Using polymerase chain reaction (PCR) technology to amplify the genetic material, and primers -- short, important stretches of genetic material -- from human, animal and bird viruses, Taubenberger, Ann H. Reid and Thomas G. Fanning fished out fragments of the 1918 microbe. There were multiple copies of the virus in the sample, but they had broken into small pieces. Matching the overlapping ends of the fragments, the researchers reassembled the fragments in the right order.
The first gene they recovered, called NS, was virtually identical in the two cases.
Influenza A has eight gene segments. When Taubenberger published the report on the first one, Hultin read it. He realized, at long last, that there might be value in dead Spanish flu virus -- and he thought he might still have a source. He contacted Taubenberger and asked if he would be interested in frozen organs of 1918 victims, should any still exist. Taubenberger said yes. Hultin set off two weeks later.
He returned to Brevig Mission and again sought permission from the village council to dig. "I said that the virus was dead in 1951 and was even deader now," he recalled.
The village leaders talked a long time in Inupiat, the local language.
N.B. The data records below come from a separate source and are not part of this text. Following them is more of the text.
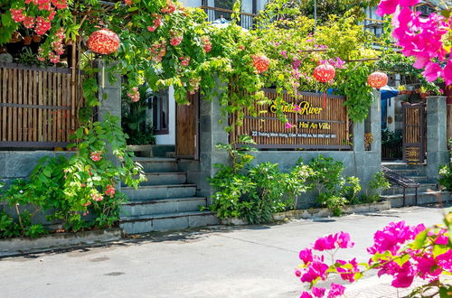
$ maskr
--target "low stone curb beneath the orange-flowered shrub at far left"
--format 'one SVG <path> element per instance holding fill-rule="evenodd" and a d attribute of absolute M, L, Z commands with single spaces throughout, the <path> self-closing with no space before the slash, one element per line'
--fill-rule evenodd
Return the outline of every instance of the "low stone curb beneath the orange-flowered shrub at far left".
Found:
<path fill-rule="evenodd" d="M 61 248 L 86 247 L 116 241 L 122 237 L 120 228 L 55 233 L 38 238 L 0 239 L 0 257 L 37 253 Z"/>

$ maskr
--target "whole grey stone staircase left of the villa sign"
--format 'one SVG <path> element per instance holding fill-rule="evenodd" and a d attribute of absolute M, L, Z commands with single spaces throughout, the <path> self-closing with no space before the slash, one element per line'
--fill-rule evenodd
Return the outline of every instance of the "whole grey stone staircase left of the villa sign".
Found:
<path fill-rule="evenodd" d="M 174 158 L 137 158 L 147 182 L 138 189 L 122 187 L 128 201 L 120 211 L 119 225 L 126 234 L 168 231 L 218 224 L 215 213 L 200 211 L 207 198 L 196 196 L 187 173 L 177 171 Z"/>

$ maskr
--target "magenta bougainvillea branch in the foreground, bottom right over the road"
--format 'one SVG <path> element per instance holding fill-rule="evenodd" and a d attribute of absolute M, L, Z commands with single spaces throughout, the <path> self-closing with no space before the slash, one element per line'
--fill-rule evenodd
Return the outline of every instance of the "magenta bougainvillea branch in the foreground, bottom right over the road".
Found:
<path fill-rule="evenodd" d="M 344 294 L 341 284 L 330 284 L 330 289 L 315 287 L 329 275 L 339 275 L 350 283 L 361 278 L 366 271 L 378 270 L 378 276 L 391 275 L 391 285 L 396 288 L 409 287 L 415 277 L 428 282 L 439 283 L 443 274 L 452 275 L 452 250 L 448 247 L 447 228 L 426 228 L 420 224 L 408 226 L 404 221 L 391 222 L 373 236 L 372 247 L 367 252 L 372 255 L 368 264 L 358 264 L 355 258 L 350 261 L 334 260 L 334 253 L 340 248 L 353 247 L 348 233 L 319 237 L 312 248 L 300 250 L 299 265 L 295 274 L 303 283 L 309 284 L 310 291 L 301 293 L 301 298 L 337 297 Z M 332 264 L 325 264 L 325 256 L 316 256 L 313 251 L 328 253 Z"/>

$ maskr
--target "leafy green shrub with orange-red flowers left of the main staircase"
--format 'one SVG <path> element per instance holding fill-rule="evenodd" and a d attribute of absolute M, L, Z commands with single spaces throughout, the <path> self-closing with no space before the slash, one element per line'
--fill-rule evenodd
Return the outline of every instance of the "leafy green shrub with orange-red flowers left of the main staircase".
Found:
<path fill-rule="evenodd" d="M 14 210 L 16 219 L 0 213 L 0 237 L 38 237 L 46 233 L 33 224 L 39 212 L 47 220 L 62 223 L 67 230 L 108 228 L 119 219 L 125 196 L 115 190 L 124 181 L 137 187 L 145 180 L 139 164 L 127 152 L 125 135 L 118 118 L 106 116 L 103 122 L 88 122 L 75 132 L 77 154 L 70 159 L 44 157 L 27 181 L 17 180 L 0 196 Z M 106 157 L 113 154 L 118 163 Z M 92 213 L 93 219 L 83 217 Z"/>

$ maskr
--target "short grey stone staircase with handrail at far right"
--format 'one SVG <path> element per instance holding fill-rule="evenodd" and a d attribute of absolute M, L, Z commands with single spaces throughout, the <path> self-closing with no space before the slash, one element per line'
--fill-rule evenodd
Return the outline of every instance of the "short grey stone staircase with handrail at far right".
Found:
<path fill-rule="evenodd" d="M 426 174 L 426 166 L 423 164 L 407 164 L 407 163 L 382 163 L 381 165 L 390 168 L 392 171 L 410 178 L 414 182 L 419 183 L 418 188 L 418 205 L 431 203 L 446 202 L 451 199 L 451 195 L 447 191 L 438 190 L 437 182 L 430 181 Z M 416 205 L 415 188 L 407 188 L 405 193 L 405 205 Z M 391 207 L 403 206 L 403 188 L 397 184 L 391 183 L 389 190 L 383 191 L 381 199 L 391 201 Z"/>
They were worried about the release of evil spirits, not contagion, Hultin said. Then someone recalled that the victims had received Christian burials, which were supposed to have chased away the evil spirits. Permission was granted.
On Aug. 20, 1997, Hultin and a local crew opened the grave. The four bodies he had sampled in 1951 were decomposed. But he found one that had been missed the first time. It was of a woman in her thirties who was very fat. All that was left of her clothes was a row of bone buttons lying on her chest. But her body was intact and frozen, apparently insulated by the fat from the occasional brief thaws. "I sat on an upside-down pail and I looked at this, and I got the flash in my mind," Hultin said. "Maybe this is where I can find it."
With only gloves and a face shield for protection, Hultin removed her lungs and sampled her spleen, liver and heart. He cut the tissue into one-inch cubes and put them in a preservative solution. The grave was closed for a final time.
Hultin and Taubenberger hoped the Alaska material would contain virus material that was more nearly intact than the material from the soldiers. It did not. In fact, it was a bit more fragmented. The longest strands of RNA -- flu's genetic material -- in the institute's slides were about 130 nucleotides, or letters, long. In Hultin's material, the longest was 110.
Nevertheless, Hultin had provided Taubenberger with all the material he would need to reconstruct the 1918 virus. Eight years later, it was done.